Cybersecurity strategies neglected in wake of the boardroom’s quest for digital

A new report by Cognizant’s Center for the Future of Work, Securing the Digital Future, reveals that, in the pursuit of digital transformation, organisations have overlooked one critical factor that could put all their transformation efforts – and even share prices- into jeopardy: cybersecurity.

The research, which surveyed over 1,000 senior IT executives in 18 countries, found that only 9% of organisations have made cybersecurity a board-level priority. This is despite respondents acknowledging that digital is opening their businesses to more cybersecurity vulnerabilities than ever, with 60% of respondents saying there are more emerging cyber threats than they can currently control.

The report found that cybersecurity vulnerabilities stem from a range of sources, including not only technology itself, but also the design and execution of business processes and, employees within the organisation. Respondents believe that migrating data to the cloud (74%), social media (66%) and careless employees (64%) pose the highest risk to businesses in the next 12 months, stating that they need to be addressed now to bolster their organisation’s security.

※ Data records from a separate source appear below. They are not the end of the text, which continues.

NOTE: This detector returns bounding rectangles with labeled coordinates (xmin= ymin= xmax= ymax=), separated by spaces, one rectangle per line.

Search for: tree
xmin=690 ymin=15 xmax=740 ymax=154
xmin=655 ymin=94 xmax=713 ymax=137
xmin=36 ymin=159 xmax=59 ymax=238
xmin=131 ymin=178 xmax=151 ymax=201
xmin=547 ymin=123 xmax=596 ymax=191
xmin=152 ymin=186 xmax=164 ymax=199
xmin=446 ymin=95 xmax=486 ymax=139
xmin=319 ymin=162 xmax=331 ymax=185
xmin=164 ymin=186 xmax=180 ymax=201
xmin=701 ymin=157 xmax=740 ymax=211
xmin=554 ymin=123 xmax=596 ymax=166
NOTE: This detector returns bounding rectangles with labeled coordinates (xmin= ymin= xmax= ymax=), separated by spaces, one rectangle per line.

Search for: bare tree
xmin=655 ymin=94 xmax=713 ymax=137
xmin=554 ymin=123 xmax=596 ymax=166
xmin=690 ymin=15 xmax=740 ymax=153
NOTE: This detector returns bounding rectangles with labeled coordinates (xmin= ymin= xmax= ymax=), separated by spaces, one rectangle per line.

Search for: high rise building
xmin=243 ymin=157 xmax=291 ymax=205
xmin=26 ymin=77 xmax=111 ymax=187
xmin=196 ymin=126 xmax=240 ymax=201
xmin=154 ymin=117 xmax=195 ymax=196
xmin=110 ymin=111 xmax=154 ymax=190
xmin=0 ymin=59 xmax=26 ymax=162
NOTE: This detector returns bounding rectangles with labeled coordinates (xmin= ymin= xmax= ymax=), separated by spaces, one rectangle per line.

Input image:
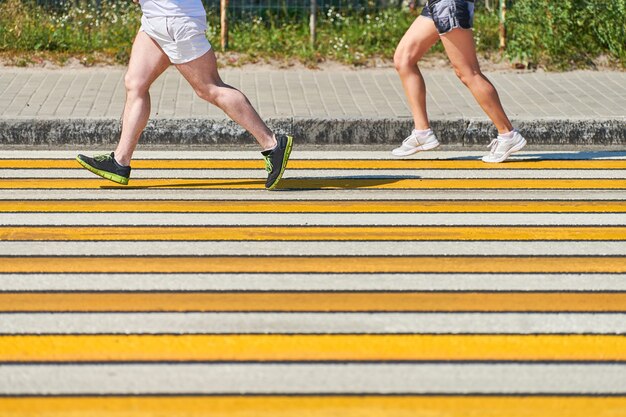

Rather worryingly though, over 60% of respondents believe they have inadequate resources (namely access to cybersecurity talent due to staffing budget issues) to address gaps in the business’s cyber defences. As a result of this shortage, unsurprisingly, almost a third (31%) also admit they only refresh their cybersecurity strategies on an annual basis, potentially leaving glaring gaps in their cyber defences.

Combined with fast-changing threats, this talent and budget shortage has many organisations looking to technologies, particularly artificial intelligence (AI)-driven automation, to improve their cybersecurity outlook. However, while technology can close the gap, it cannot solve the security short fall alone.

Future-proofing digital operations 

The study identified four critical elements that organisations can follow to bolster their cybersecurity strategies, allowing them to future-proof digital operations:

1. LEAD: though cybersecurity should be a concern for every employee, there needs to be top-down leadership in this regard. Leaders cannot just sponsor initiatives; they need to understand the technologies and processes and how they work. Practical ways of ensuring this include placing divisional chief information security officers in business units, embedding cybersecurity as a core value in the organisation and ensuring cybersecurity is a board level issue.
2. EVOLVE: organisations need to continually evolve their cybersecurity strategies to make sure they have some ammunition in the race against cyber threats. R&D, therefore, needs to be an integral part of security divisions. This does not need to be confined to an in-house endeavour – organisations should consider hackathons and war-rooms to bring in external talent and co-create security initiatives.
3. AUTOMATE: faced with global cybersecurity talent shortages and growing cyber threats, AI-based approaches are progressively becoming readily available and should be a part of any organisation’s larger cybersecurity execution strategy. While automation will not solve security talent requirements completely, it will mitigate select shortages in the junior- to mid-level analysis roles.
4. PREPARE: prepare for the new technologies that will entirely shift the current dynamic of the cybersecurity strategy, including blockchain and – further ahead – quantum computing. Although the ability to quickly adapt to current security needs is vitally important, it is fundamental to keep an eye on the future. 

Euan Davis, European Lead for Cognizant’s Center for the Future of Work said: “While not a silver bullet, the introduction of AI tools into cybersecurity platforms will spur organisations to rethink how they approach cybersecurity and reduce the burden left by talent shortages. Cybersecurity needs to be an ongoing endeavour however, and failure to adapt processes and systems on a regular basis will leave an organisation open to further attacks.

“Leadership must take the initiative when it comes to ensuring this is embedded into the business’s DNA, or else face losing customers, reputation and revenue. Ultimately, any company that hopes to do business in the digital economy must make cyber defences a key part of their business strategy.”